A GOP Senate memo asserts that nearly all the 82,000 Afghans who were evacuated from Kabul to the United States in August weren’t properly vetted prior to entering the country.
The current administration has not vetted information provided by tens of thousands of Afghans through in-person interviews, choosing instead to rely solely on criminal and terrorist databases to seed out potential threats — or “screenings” — the congressional memo claims, according to the Washington Examiner.
The memo — drafted by senate Republicans in October — summarizes interviews with federal officials from the Departments of Homeland Security, Defense, State and Justice who oversaw what they depicted as a reckless screening and vetting process at home and at military bases, the Examiner reported.
Around 75 percent were Afghan nationals, not green card holders or Afghanistan Special Immigrant visa holders. [SIV] holders or visa applicants, sources familiar with the memo told The Washington Examiner.
As of early October, only 700 of the 82,000 admitted into the U.S. held SIVs — which grant permanent residency for aiding the U.S. government during its occupation, Republican Rob Portman of Ohio said in a Nov. 4 speech, despite claims from the Biden administration that those airlifted from Kabul were SIV holder and allies.
Over 40 percent of the 82,000 have been deemed “allies” that are eligible to apply for the visa but had not yet applied, officials told The Examiner.
According to DHS officials, of the 82,000 U.S. arrivals 4,920 were U.S. citizens, 3,280 were lawful permanent residents, and the remaining 73,800, — or 90 percent — were Afghan nationals. The Examiner stated that DHS had not provided information on how many of the 73.800 visa applicants were either SIV or otherwise ineligible.
In August, Biden had said that all of those being evacuated to the U.S. would undergo “security screenings,” at military bases before they would enter the United States, a statement backed by the State Department and later DHS Secretary Alejandro Mayorkas.
“Planes taking off from Kabul are not flying directly to the United States.

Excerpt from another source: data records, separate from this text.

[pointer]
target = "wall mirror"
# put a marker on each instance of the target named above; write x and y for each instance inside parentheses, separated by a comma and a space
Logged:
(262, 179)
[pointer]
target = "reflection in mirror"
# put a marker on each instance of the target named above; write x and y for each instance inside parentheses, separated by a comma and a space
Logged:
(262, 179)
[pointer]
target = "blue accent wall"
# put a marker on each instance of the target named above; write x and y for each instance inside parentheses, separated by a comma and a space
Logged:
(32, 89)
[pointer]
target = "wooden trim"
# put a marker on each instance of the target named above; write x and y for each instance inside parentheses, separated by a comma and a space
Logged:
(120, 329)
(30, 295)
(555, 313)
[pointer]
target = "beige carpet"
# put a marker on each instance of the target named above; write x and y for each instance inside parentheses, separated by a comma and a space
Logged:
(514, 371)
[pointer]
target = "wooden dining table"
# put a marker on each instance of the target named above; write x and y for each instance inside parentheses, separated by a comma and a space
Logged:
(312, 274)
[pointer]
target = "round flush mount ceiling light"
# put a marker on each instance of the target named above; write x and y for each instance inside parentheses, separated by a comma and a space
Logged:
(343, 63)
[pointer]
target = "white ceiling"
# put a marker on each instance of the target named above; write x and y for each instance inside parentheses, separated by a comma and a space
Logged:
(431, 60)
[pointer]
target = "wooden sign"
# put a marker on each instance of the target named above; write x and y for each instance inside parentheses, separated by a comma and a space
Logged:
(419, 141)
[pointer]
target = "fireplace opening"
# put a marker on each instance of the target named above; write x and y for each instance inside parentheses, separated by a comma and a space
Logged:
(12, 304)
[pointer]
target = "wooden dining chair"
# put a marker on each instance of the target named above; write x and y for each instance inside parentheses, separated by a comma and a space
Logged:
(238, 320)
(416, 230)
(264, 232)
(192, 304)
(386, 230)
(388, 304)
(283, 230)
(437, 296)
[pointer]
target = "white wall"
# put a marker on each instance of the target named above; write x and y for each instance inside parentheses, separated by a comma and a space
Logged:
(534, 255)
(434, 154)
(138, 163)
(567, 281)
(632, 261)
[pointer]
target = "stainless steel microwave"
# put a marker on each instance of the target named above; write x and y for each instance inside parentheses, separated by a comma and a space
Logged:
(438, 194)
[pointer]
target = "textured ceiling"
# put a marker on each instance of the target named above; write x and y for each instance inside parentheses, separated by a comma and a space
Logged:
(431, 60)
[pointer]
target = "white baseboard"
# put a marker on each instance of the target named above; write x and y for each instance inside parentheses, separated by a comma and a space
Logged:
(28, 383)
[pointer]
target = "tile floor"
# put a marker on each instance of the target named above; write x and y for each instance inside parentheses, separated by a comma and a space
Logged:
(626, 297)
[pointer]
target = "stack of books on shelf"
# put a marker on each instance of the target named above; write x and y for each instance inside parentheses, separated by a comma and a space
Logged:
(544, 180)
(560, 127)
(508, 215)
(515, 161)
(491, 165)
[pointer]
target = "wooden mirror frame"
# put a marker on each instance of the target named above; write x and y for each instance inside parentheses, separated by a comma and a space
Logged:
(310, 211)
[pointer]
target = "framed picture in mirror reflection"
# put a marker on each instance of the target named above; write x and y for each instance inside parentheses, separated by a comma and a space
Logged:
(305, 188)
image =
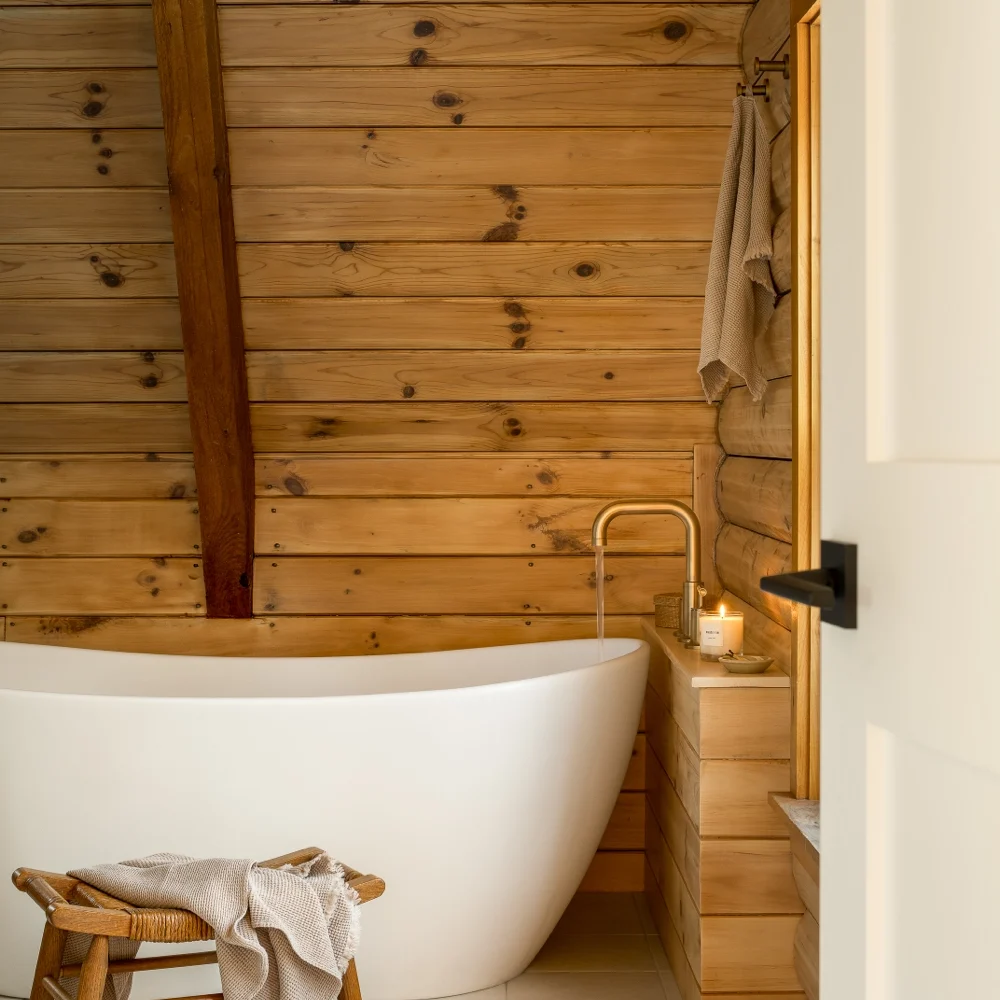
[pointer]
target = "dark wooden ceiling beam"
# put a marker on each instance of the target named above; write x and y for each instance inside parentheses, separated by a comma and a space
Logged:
(187, 48)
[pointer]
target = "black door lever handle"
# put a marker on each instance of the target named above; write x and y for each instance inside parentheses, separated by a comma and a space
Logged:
(815, 587)
(833, 587)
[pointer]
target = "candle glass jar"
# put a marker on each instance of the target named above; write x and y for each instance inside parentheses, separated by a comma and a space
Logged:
(720, 632)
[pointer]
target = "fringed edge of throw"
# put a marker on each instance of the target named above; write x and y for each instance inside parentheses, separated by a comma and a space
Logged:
(354, 931)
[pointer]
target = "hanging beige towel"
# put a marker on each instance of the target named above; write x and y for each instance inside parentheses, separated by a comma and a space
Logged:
(281, 934)
(739, 296)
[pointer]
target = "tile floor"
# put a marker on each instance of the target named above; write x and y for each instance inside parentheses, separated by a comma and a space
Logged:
(604, 948)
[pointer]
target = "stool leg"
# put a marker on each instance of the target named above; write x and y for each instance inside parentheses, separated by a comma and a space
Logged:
(49, 960)
(94, 973)
(351, 989)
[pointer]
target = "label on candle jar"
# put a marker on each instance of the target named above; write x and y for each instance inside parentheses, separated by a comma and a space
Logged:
(711, 633)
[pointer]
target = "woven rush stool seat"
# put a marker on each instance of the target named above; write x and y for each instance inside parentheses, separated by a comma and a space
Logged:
(72, 906)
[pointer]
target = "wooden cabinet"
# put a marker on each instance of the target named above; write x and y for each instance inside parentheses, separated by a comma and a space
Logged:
(719, 876)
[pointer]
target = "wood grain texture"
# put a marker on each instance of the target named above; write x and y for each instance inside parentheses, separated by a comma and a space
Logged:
(706, 462)
(470, 323)
(625, 828)
(562, 585)
(502, 213)
(97, 270)
(94, 477)
(98, 158)
(39, 527)
(614, 871)
(272, 157)
(484, 95)
(76, 37)
(762, 634)
(87, 427)
(125, 586)
(453, 526)
(189, 60)
(756, 493)
(80, 98)
(758, 430)
(555, 427)
(748, 953)
(127, 215)
(472, 474)
(295, 269)
(373, 376)
(773, 346)
(781, 172)
(781, 261)
(766, 31)
(471, 34)
(88, 377)
(313, 635)
(89, 324)
(743, 557)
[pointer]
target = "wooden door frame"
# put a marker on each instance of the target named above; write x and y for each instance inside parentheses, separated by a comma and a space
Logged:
(805, 19)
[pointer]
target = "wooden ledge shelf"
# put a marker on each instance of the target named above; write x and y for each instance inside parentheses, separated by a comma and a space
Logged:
(691, 669)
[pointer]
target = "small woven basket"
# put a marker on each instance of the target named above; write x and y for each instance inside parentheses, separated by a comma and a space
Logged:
(667, 608)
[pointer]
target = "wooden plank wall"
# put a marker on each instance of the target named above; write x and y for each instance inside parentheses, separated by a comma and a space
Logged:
(473, 245)
(754, 482)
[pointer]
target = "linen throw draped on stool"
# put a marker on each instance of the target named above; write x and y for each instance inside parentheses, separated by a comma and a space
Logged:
(739, 296)
(281, 934)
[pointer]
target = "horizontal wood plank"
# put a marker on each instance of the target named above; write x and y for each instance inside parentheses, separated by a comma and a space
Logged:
(125, 586)
(80, 98)
(456, 526)
(77, 158)
(313, 635)
(81, 36)
(89, 324)
(756, 493)
(527, 323)
(562, 585)
(625, 828)
(88, 427)
(131, 270)
(92, 376)
(502, 213)
(614, 871)
(758, 430)
(94, 477)
(125, 215)
(295, 269)
(743, 557)
(473, 474)
(482, 95)
(512, 156)
(471, 34)
(40, 527)
(373, 376)
(557, 427)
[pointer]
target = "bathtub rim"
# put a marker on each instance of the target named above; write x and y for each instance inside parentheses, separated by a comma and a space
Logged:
(574, 670)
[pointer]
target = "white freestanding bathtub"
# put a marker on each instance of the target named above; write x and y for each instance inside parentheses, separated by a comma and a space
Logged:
(477, 783)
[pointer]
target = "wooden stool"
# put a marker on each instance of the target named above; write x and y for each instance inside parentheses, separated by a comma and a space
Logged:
(73, 906)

They’re landing at U.S. military bases and transit centers around the world,” Biden said on Aug. 22. “At these sites where they are landing, we are conducting thorough scrutiny — security screenings for everyone who is not a U.S. citizen or a lawful permanent resident.”
According to the memo, the Biden administration ordered the military and federal agencies to streamline the process subject the evacuees to basic “screenings” with the additional more extensive “vetting” protocols established after the September 11 attacks.
Screening is the initial information refugees give to law enforcement. This includes personal statements, documents from government, fingerprints, and other biometrics. Vetting typically comes next, when a government official interviews the individual in order to confirm they are who they’ve claimed to be.
Vetting interviews “were only conducted for evacuees who had derogatory information associated with their biometrics or phone records,” the memo says.
According to the Examiner, the DHS and White House were at odds over its definition of “vetting.” DHS did not provide the paper with its definition.
“As with any population entering the United States, DHS, in coordination with interagency vetting partners, takes multiple steps to ensure that those seeking entry do not pose a national security or public safety risk,” a DHS spokesman wrote in an email to the outlet. “The rigorous, multi-layered screening and vetting process involves biometric and biographic screenings conducted by intelligence, law enforcement, and counterterrorism professionals from DHS and DOD, as well as the Federal Bureau of Investigation (FBI), National Counterterrorism Center (NCTC), and additional intelligence community partners. This process includes reviewing fingerprints, photos, and biographic data for every single Afghan before they are cleared to travel to the United States.”
According to the memo, “Afghans without any identification or records were approved for travel to the United States as long as their fingerprints or other biometrics were not already in a U.S. Government database and connected to derogatory information (e.g., a known terrorist, terrorist affiliate, or criminal). Federal officials relayed that few Afghans know their birthday, which has resulted in a number of evacuees’ date of birth logged as January 1.”
U.S. officials already know of 10 Afghans who have been allowed entry, but should have been stopped if they’d been properly vetted. Two evacuees were convicted of crimes in September. One 20-year-old man was charged with sexual assaulting a 16 year-old girl.